Interleukin-4 and interleukin-13 cause barrier dysfunction in human airway epithelial cells

Abstract

Emerging evidence indicates that airway epithelial barrier function is compromised in asthma, a disease characterized by Th2-skewed immune response against inhaled allergens, but the mechanisms involved are not well understood. The purpose of this study was to investigate the effects of Th2-type cytokines on airway epithelial barrier function. 16HBE14o- human bronchial epithelial cells monolayers were grown on collagen coated Transwell inserts. The basolateral or apical surfaces of airway epithelia were exposed to human interleukin-4 (IL-4), IL-13, IL-25, IL-33, thymic stromal lymphopoietin (TSLP) alone or in combination at various concentrations and time points. We analyzed epithelial apical junctional complex (AJC) function by measuring transepithelial electrical resistance (TEER) and permeability to FITC-conjugated dextran over time. We analyzed AJC structure using immunofluorescence with antibodies directed against key junctional components including occludin, ZO-1, β-catenin and E-cadherin. Transepithelial resistance was significantly decreased after both basolateral and apical exposure to IL-4. Permeability to 3 kDa dextran was also increased in IL-4-exposed cells. Similar results were obtained with IL-13, but none of the innate type 2 cytokines examined (TSLP, IL-25 or IL-33) significantly affected barrier function. IL-4 and IL-13-induced barrier dysfunction was accompanied by reduced expression of membrane AJC components but not by induction of claudin- 2. Enhanced permeability caused by IL-4 was not affected by wortmannin, an inhibitor of PI3 kinase signaling, but was attenuated by a broad spectrum inhibitor of janus associated kinases. Our study indicates that IL-4 and IL-13 have disruptive effect on airway epithelial barrier function. Th2-cytokine induced epithelial barrier dysfunction may contribute to airway inflammation in allergic asthma.

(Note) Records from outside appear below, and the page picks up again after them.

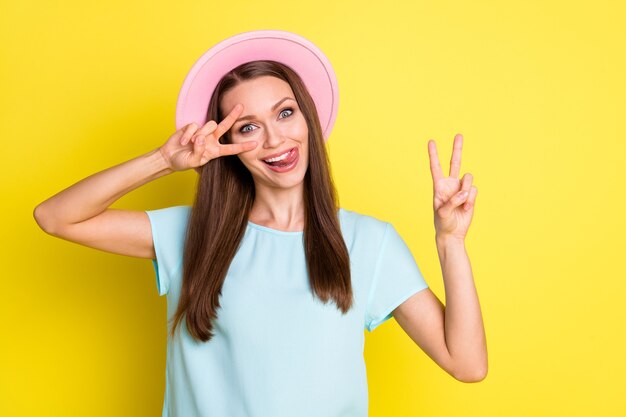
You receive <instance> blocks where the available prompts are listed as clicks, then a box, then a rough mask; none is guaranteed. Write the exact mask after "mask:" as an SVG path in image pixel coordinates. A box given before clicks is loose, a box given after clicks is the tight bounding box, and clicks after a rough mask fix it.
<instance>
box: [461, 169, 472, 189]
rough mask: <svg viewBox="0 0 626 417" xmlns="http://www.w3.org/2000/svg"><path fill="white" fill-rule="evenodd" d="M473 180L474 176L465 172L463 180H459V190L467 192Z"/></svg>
mask: <svg viewBox="0 0 626 417" xmlns="http://www.w3.org/2000/svg"><path fill="white" fill-rule="evenodd" d="M473 179H474V176H473V175H472V174H470V173H469V172H466V173H465V175H463V178H462V179H461V190H465V191H469V190H470V187H471V186H472V180H473Z"/></svg>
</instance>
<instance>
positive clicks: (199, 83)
mask: <svg viewBox="0 0 626 417" xmlns="http://www.w3.org/2000/svg"><path fill="white" fill-rule="evenodd" d="M260 59H269V60H273V61H278V62H281V63H283V64H285V65H287V66H289V67H290V68H291V69H293V70H294V71H295V72H296V73H297V74H298V75H299V76H300V78H302V81H303V82H304V84H305V86H306V88H307V90H308V91H309V94H310V95H311V97H312V98H313V101H314V102H315V107H316V109H317V113H318V116H319V118H320V125H321V126H322V132H323V134H324V141H326V140H328V135H329V134H330V131H331V130H332V128H333V125H334V124H335V118H336V117H337V106H338V104H339V91H338V87H337V78H336V76H335V71H334V70H333V68H332V66H331V65H330V61H329V60H328V58H326V56H325V55H324V54H323V53H322V51H321V50H320V49H319V48H317V47H316V46H315V45H314V44H313V43H311V42H310V41H309V40H307V39H305V38H303V37H302V36H299V35H296V34H295V33H291V32H287V31H283V30H255V31H250V32H243V33H239V34H237V35H234V36H231V37H229V38H226V39H224V40H223V41H221V42H219V43H217V44H215V45H214V46H213V47H211V48H210V49H209V50H208V51H206V52H205V53H204V54H203V55H202V56H201V57H200V58H199V59H198V60H197V61H196V63H195V64H194V65H193V67H191V70H189V73H188V74H187V77H185V81H184V83H183V86H182V88H181V90H180V93H179V94H178V102H177V103H176V130H178V129H180V128H182V127H184V126H186V125H187V124H189V123H192V122H195V123H196V124H197V125H198V126H203V125H204V124H205V123H206V122H207V121H208V120H207V110H208V108H209V101H210V99H211V95H212V94H213V90H214V89H215V87H216V86H217V83H218V82H219V80H220V79H221V78H222V76H224V74H226V73H227V72H228V71H230V70H232V69H233V68H235V67H237V66H239V65H240V64H243V63H245V62H250V61H256V60H260Z"/></svg>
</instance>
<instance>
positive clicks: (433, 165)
mask: <svg viewBox="0 0 626 417" xmlns="http://www.w3.org/2000/svg"><path fill="white" fill-rule="evenodd" d="M428 156H429V158H430V173H431V175H432V177H433V184H436V183H437V181H439V180H440V179H442V178H443V171H442V170H441V165H440V164H439V157H438V156H437V145H436V144H435V141H434V140H429V141H428Z"/></svg>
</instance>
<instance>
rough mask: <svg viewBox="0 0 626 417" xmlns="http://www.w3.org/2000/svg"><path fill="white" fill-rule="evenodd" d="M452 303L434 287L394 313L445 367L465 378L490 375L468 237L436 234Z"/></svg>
mask: <svg viewBox="0 0 626 417" xmlns="http://www.w3.org/2000/svg"><path fill="white" fill-rule="evenodd" d="M436 242H437V251H438V254H439V262H440V265H441V271H442V274H443V282H444V288H445V294H446V305H445V306H444V305H443V303H442V302H441V301H440V300H439V299H438V298H437V296H436V295H435V294H434V293H433V292H432V291H431V290H430V289H428V288H427V289H425V290H424V291H420V292H418V293H416V294H414V295H413V296H411V297H410V298H409V299H407V300H406V301H405V302H404V303H402V304H401V305H400V306H398V307H397V308H396V309H395V310H394V312H393V315H394V318H395V319H396V321H397V322H398V325H399V326H400V327H401V328H402V329H403V330H404V331H405V332H406V334H407V335H409V337H410V338H411V339H413V341H414V342H415V343H416V344H417V345H418V346H419V347H420V348H421V349H422V350H423V351H424V352H425V353H426V354H427V355H428V356H429V357H430V358H431V359H433V361H435V363H437V364H438V365H439V366H440V367H441V368H442V369H444V370H445V371H446V372H448V373H449V374H450V375H452V376H453V377H454V378H456V379H458V380H459V381H462V382H478V381H482V380H483V379H484V378H485V377H486V376H487V368H488V366H487V344H486V340H485V330H484V326H483V319H482V313H481V311H480V304H479V301H478V294H477V292H476V287H475V285H474V277H473V274H472V269H471V265H470V261H469V257H468V255H467V252H466V249H465V243H464V242H463V241H462V240H458V239H445V238H440V237H437V238H436Z"/></svg>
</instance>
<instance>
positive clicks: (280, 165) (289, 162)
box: [265, 149, 296, 167]
mask: <svg viewBox="0 0 626 417" xmlns="http://www.w3.org/2000/svg"><path fill="white" fill-rule="evenodd" d="M295 159H296V150H295V149H294V150H292V151H291V153H290V154H289V155H287V157H286V158H285V159H283V160H282V161H276V162H265V163H266V164H268V165H272V166H275V167H286V166H287V165H291V164H292V163H293V161H295Z"/></svg>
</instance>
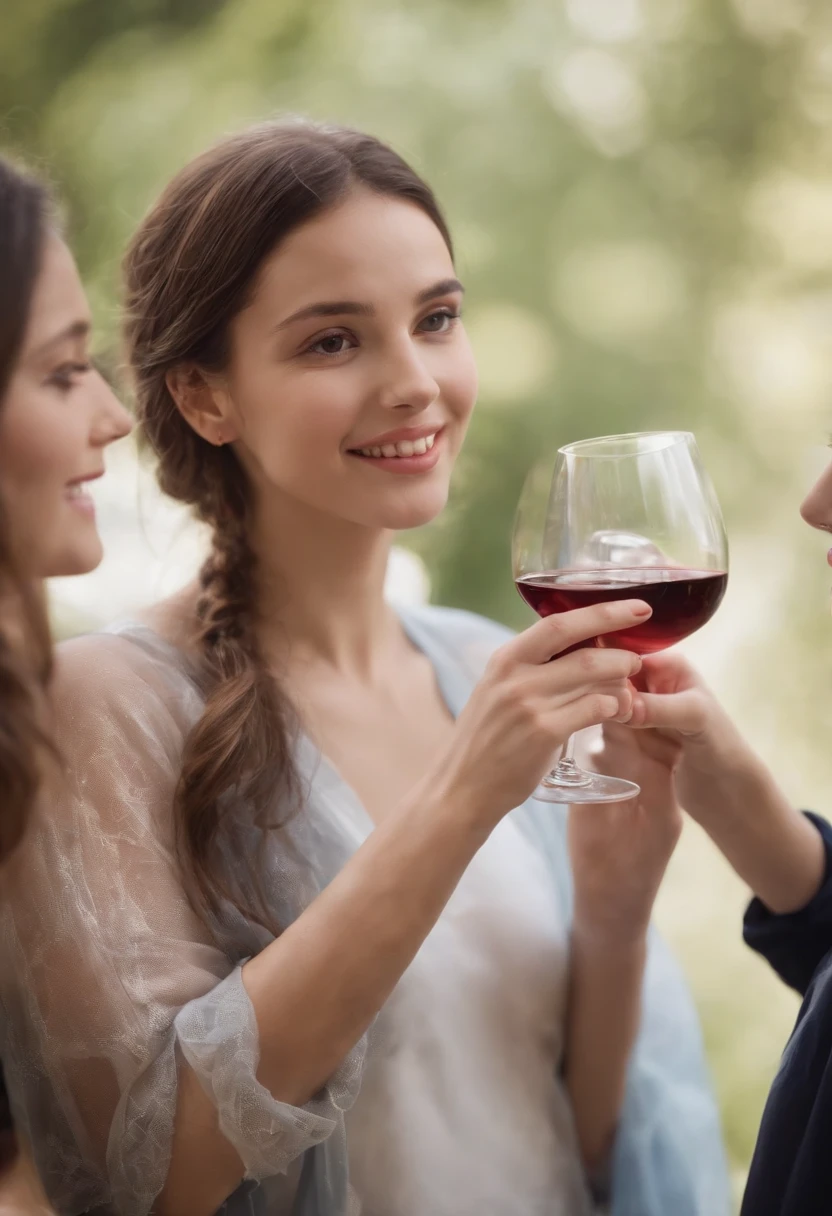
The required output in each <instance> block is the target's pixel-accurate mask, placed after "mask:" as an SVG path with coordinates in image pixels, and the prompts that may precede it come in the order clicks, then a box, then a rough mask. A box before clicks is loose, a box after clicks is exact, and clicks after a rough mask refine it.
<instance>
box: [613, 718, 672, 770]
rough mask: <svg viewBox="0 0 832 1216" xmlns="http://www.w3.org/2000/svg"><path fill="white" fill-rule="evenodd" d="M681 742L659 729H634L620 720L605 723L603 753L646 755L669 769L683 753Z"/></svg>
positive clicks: (645, 755)
mask: <svg viewBox="0 0 832 1216" xmlns="http://www.w3.org/2000/svg"><path fill="white" fill-rule="evenodd" d="M681 747H682V745H681V743H679V741H678V739H673V738H668V736H665V734H659V733H658V732H657V731H634V730H633V728H631V727H630V726H619V725H618V722H615V721H612V722H605V724H603V754H605V755H606V756H609V758H611V761H612V760H613V759H615V758H624V756H629V758H630V759H633V758H637V756H646V758H647V759H648V760H656V761H658V762H659V764H662V765H664V766H665V767H668V769H674V767H675V766H676V762H678V760H679V758H680V755H681Z"/></svg>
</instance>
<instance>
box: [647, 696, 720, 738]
mask: <svg viewBox="0 0 832 1216" xmlns="http://www.w3.org/2000/svg"><path fill="white" fill-rule="evenodd" d="M629 725H630V726H635V727H639V728H642V730H643V728H645V727H654V728H657V730H670V731H678V732H679V733H680V734H698V733H699V731H702V730H703V728H704V725H705V722H704V711H703V706H702V700H701V698H699V697H698V696H697V691H696V689H693V688H688V689H686V691H685V692H676V693H667V694H662V693H651V692H642V693H639V694H637V697H635V698H634V705H633V716H631V719H630V724H629Z"/></svg>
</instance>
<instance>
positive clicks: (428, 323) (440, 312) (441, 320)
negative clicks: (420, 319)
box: [420, 309, 459, 333]
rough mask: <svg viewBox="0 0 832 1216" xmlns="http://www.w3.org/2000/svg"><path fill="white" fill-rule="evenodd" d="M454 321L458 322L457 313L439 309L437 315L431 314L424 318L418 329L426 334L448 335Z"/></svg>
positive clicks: (432, 313)
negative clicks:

Keywords: IL-13; IL-25; IL-33; IL-4; Janus associated kinase (JAK); TSLP; Th2 cytokines; adherens junction; airway epithelial cell; allergy; apical junctional complex; asthma; barrier dysfunction; tight junction.

Figure 1. IL-4 selectively increases permeability of model airway epithelial cell monolayers. (A) 16 HBE cells were incubated with IL-4 (50 ng/ml) applied to the apical (open bars) or basolateral (closed bars) surface for different time points. (B) Dose response for the indicated concentrations of IL-4 (ng/ml) over time. (C) 16HBE cells were incubated with a cocktail of TSLP+IL-25+IL-33 (50 ng/ml each) for the indicated time points followed by analysis of TEER. All data are expressed relative to TEER measured in control cells (typical values > 550 Ω × cm²), which was set as 100%, and are the mean ± SEM of n = 5−12 experiments; *p < 0.05, **p < 0.001.

Figure 2. IL-4 enhances paracellular permeability in a Jak-dependent manner. 16HBE cells were grown to confluence and then incubated with IL-4 (50 ng/ml for 72 h), followed by analysis of paracellular flux to 3-kDa-FITC-dextran added to the apical chamber. Cells were also incubated with wortmannin or different JAK inhibitors as indicated. Data are the mean ± SEM of n = 3−4 experiments. *p < 0.05 compared with control cells. #p < 0.05 compared with cells treated with IL-4 alone.

Figure 3. IL-4 disrupts apical junctional complex structures. 16HBE cells were incubated with IL-4 (50 ng/ml for 72 h) followed by analysis of AJC structure using immunofluorescence and antibodies directed against ZO-1, Occludin, E-Cadherin, β-Catenin or Claudin- 4. Results are from one experiment representative of n = 2. Scale bar = 30 microns.

Figure 4. IL-4 does not induce claudin- 2 expression or major changes in AJC protein expression. 16HBE cells were incubated without (-) or with (+) IL-4 (50 ng/ml) for 72 h, and then whole cell lysates were analyzed by western blot for expression of the indicated junctional proteins. GAPDH was used as lane loading control. The asterisk in the Claudin-2 immunoblot represents lysates from Caco-2 cells used as a positive control. Results are from one experiment in representative of n = 2−3.

Figure 5. IL-13 induces airway epithelial barrier dysfunction similar to IL-4. (A) 16HBE cells were incubated with IL-4 or IL-13 (50 ng/ml each) alone or in combination followed by analysis of TEER over time (A) or paracellular permeability to 3-kDa dextran after 72 h (B). Results in (A) are normalized to control TEER, which was set as 100. Data are the mean ± SEM of n = 3 experiments. * indicates p < 0.05 compared with the control cells.